Burton has enough material to write a book on his time at Wimbledon, charting everything from the manager who wanted to substitute a player who had already been sent off to the sadness he feels about the hugely controversial move to Milton Keynes. “It does still sit badly with me now. I think they stole a football club,” says Burton, who was sacked as manager - extremely harshly in the eyes of many - in 2002. “Strangely enough, I haven’t spoken to him about it, but David Dein, who I got on really well with, because he was an Arsenal man, he was on that [Football Association] commission that gave permission for it [the relocation] to happen. How it happened... it is like Qatar getting the World Cup.”

Much to his disappointment, Burton will not be at the Arsenal game to enjoy a reunion with Wenger. With the transfer window opening soon, there is a need to watch matches, although January will be nothing like the summer. “There was no head coach, 13 outfield players and no head of recruitment. So I wasn’t walking into a setup which was ready made and you have a bit of time to sit back. It was very much like a 100-yard sprint – get your head down and go.”

Filling the head coach vacancy was the priority and Burton was guided by the club in terms of the profile of that position. “I think Roy Hodgson was the one that most people at the club, from maybe chairman through to the players, looked at and thought that’s what West Brom need. Roy was out there every day, he led the gameplan, the strategy of how he wanted his team to play, taking 90% of the sessions. My period when I worked here before [in 2011-2012], I enjoyed it, but you were fighting to get the cones to put out!”

Burton agrees that he was brave to put forward Irvine, but he maintains that it was the right choice. “He’s got a good football knowledge, he can coach the fundamentals of the game, he can coach team play, he can coach individuals, his football personality on the training ground is very, very good. He’s a leader. Was it a gamble for me? It was only a gamble because of the name. The processes [behind it], I knew, were right.”

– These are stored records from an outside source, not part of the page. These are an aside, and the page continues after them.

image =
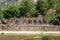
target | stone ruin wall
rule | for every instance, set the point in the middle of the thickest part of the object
(27, 24)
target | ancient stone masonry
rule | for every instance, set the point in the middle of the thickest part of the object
(27, 24)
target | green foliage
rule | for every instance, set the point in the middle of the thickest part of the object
(42, 7)
(27, 8)
(11, 12)
(45, 37)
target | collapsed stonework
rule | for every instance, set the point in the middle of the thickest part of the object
(27, 24)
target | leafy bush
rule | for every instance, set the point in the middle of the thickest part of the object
(27, 9)
(11, 12)
(45, 37)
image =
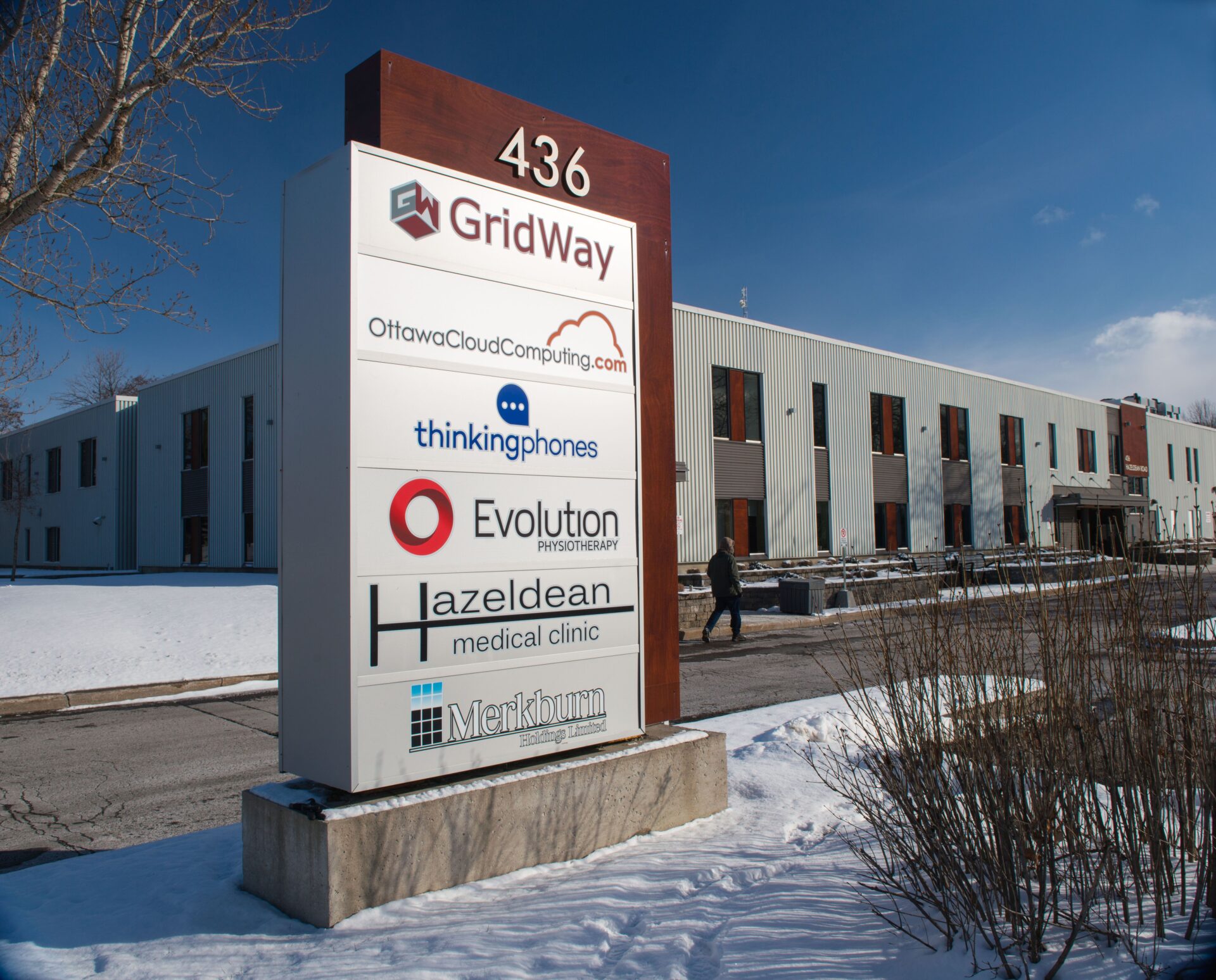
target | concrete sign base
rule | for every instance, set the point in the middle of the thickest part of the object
(320, 855)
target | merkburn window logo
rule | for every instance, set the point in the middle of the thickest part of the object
(536, 719)
(415, 210)
(593, 330)
(396, 520)
(514, 409)
(426, 714)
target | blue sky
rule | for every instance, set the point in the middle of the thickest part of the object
(1025, 189)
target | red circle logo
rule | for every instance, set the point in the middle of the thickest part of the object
(402, 500)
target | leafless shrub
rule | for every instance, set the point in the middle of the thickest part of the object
(1037, 769)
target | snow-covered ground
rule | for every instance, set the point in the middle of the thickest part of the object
(765, 889)
(1204, 631)
(77, 634)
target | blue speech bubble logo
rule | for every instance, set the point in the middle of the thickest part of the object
(512, 405)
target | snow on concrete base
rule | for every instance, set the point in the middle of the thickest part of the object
(79, 634)
(766, 889)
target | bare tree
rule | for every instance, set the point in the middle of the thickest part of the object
(1203, 411)
(11, 413)
(92, 127)
(18, 486)
(104, 376)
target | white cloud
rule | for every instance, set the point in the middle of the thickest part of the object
(1147, 204)
(1159, 355)
(1049, 214)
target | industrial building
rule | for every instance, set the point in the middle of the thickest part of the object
(795, 445)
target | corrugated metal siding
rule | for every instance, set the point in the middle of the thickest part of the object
(1179, 495)
(194, 493)
(220, 388)
(956, 482)
(790, 361)
(91, 520)
(738, 470)
(890, 479)
(822, 474)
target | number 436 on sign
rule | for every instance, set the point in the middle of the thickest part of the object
(574, 178)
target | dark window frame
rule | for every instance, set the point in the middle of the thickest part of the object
(53, 545)
(247, 405)
(54, 470)
(820, 415)
(88, 462)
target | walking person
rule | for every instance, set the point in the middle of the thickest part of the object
(724, 577)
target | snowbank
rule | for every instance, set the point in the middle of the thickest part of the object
(77, 634)
(766, 889)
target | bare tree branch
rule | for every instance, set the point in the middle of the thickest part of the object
(92, 125)
(104, 376)
(1203, 413)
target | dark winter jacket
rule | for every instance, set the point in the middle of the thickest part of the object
(724, 575)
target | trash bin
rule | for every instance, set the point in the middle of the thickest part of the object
(802, 597)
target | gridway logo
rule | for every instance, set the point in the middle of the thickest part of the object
(412, 543)
(415, 210)
(426, 714)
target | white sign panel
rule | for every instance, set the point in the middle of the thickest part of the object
(491, 557)
(422, 418)
(432, 317)
(453, 222)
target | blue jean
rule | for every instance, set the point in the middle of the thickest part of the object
(725, 603)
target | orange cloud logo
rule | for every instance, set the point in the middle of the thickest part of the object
(578, 324)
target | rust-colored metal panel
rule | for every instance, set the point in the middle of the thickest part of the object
(742, 545)
(1135, 430)
(738, 417)
(411, 108)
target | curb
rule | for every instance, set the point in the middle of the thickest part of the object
(32, 704)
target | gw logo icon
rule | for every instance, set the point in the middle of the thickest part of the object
(512, 405)
(415, 210)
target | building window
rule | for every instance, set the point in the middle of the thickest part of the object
(1015, 524)
(194, 439)
(89, 462)
(721, 404)
(752, 406)
(958, 525)
(1086, 451)
(737, 413)
(887, 425)
(954, 433)
(1011, 442)
(756, 528)
(725, 520)
(823, 525)
(820, 398)
(54, 470)
(194, 541)
(248, 427)
(890, 527)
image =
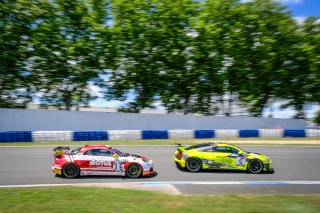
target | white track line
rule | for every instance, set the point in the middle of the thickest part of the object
(173, 183)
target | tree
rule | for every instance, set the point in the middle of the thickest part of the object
(269, 37)
(17, 19)
(70, 48)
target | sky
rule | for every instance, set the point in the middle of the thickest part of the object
(300, 10)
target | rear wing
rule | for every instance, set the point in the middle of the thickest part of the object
(60, 150)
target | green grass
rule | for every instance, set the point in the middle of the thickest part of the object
(89, 199)
(262, 141)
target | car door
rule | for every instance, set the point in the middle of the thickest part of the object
(100, 161)
(224, 157)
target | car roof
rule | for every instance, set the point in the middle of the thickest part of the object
(202, 146)
(95, 146)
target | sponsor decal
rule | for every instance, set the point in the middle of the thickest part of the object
(101, 163)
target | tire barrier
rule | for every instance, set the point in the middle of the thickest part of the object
(312, 133)
(154, 134)
(46, 136)
(226, 133)
(204, 134)
(181, 134)
(249, 133)
(16, 136)
(124, 135)
(295, 133)
(90, 136)
(270, 133)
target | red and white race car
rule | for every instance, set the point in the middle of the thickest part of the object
(99, 160)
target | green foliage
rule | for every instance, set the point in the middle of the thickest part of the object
(91, 199)
(190, 56)
(317, 118)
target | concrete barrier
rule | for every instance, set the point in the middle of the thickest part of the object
(124, 135)
(270, 133)
(227, 133)
(45, 136)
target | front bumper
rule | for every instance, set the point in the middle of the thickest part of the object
(56, 169)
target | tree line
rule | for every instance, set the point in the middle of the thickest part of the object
(191, 56)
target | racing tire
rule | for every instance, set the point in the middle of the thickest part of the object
(71, 170)
(133, 171)
(179, 166)
(193, 164)
(255, 166)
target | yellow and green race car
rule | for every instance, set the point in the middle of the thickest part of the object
(220, 156)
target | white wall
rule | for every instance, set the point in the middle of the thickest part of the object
(55, 120)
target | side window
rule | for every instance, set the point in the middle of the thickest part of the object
(98, 152)
(226, 149)
(221, 149)
(235, 151)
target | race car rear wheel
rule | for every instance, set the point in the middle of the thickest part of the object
(71, 170)
(255, 166)
(133, 171)
(193, 164)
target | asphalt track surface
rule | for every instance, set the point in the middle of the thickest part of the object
(32, 165)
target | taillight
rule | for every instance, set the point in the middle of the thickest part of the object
(179, 155)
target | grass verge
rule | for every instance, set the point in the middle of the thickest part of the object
(243, 141)
(90, 199)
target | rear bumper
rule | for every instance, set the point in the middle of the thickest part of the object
(180, 162)
(268, 167)
(148, 173)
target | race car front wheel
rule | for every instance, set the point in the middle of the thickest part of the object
(193, 164)
(255, 166)
(133, 171)
(71, 170)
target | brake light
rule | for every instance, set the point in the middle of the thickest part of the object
(179, 155)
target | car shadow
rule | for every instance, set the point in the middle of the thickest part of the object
(110, 177)
(220, 171)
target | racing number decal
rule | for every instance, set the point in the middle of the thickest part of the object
(241, 161)
(118, 165)
(101, 164)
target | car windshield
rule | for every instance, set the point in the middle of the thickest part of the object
(118, 152)
(74, 151)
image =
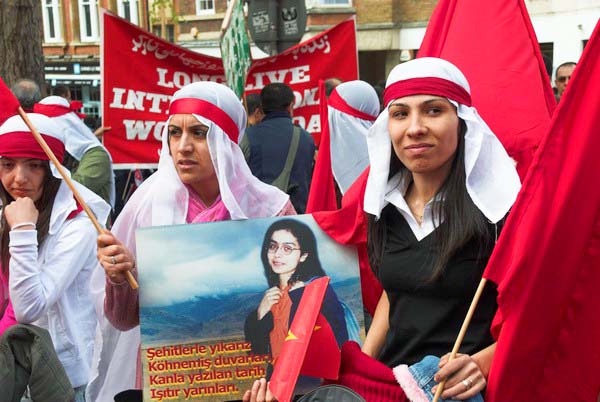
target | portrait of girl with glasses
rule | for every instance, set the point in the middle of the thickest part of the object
(290, 260)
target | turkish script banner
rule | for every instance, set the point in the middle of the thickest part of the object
(141, 72)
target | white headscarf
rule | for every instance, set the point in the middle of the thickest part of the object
(64, 202)
(348, 134)
(163, 200)
(491, 178)
(78, 137)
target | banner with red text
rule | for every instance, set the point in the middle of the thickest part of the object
(331, 54)
(216, 312)
(140, 72)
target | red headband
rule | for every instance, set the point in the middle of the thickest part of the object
(208, 111)
(22, 144)
(427, 85)
(337, 102)
(58, 110)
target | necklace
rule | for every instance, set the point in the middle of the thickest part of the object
(412, 206)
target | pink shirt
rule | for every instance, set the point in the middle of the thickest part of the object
(121, 303)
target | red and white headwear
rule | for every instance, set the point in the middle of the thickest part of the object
(78, 137)
(244, 196)
(163, 199)
(17, 141)
(491, 177)
(353, 106)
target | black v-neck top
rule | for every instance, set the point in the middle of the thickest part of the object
(425, 317)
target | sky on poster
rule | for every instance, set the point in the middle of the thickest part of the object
(179, 263)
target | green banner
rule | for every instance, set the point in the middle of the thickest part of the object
(235, 49)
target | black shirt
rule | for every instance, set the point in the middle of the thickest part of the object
(425, 317)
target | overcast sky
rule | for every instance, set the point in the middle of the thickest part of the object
(178, 263)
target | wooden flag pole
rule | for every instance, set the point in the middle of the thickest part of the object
(132, 282)
(461, 334)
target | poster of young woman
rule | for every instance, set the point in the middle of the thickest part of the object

As for player recruitment, in the absence of live games other than the World Cup, there were long hours watching clips on Wyscout, lots of data analysis, guidance taken from the scouts already working at the club and far too many calls received from agents that have never been heard of since. “From where we are now and where we started then, the recruitment department looks entirely different, because the DNA of what we wanted from our players wasn’t set then,” Burton says. “That was part of that experience where you look back and go: ‘It would be far easier to do it now.’”

One of the other challenges for Burton has been adapting to a role where he is not out on the training field – his home for the last four decades - every day. “I’ve come round to it now, and hopefully I’ve got things to offer,” he says. “No matter how enthusiastic you are, you have to give way to age. But it’s not going to stop me from thinking like a football man.”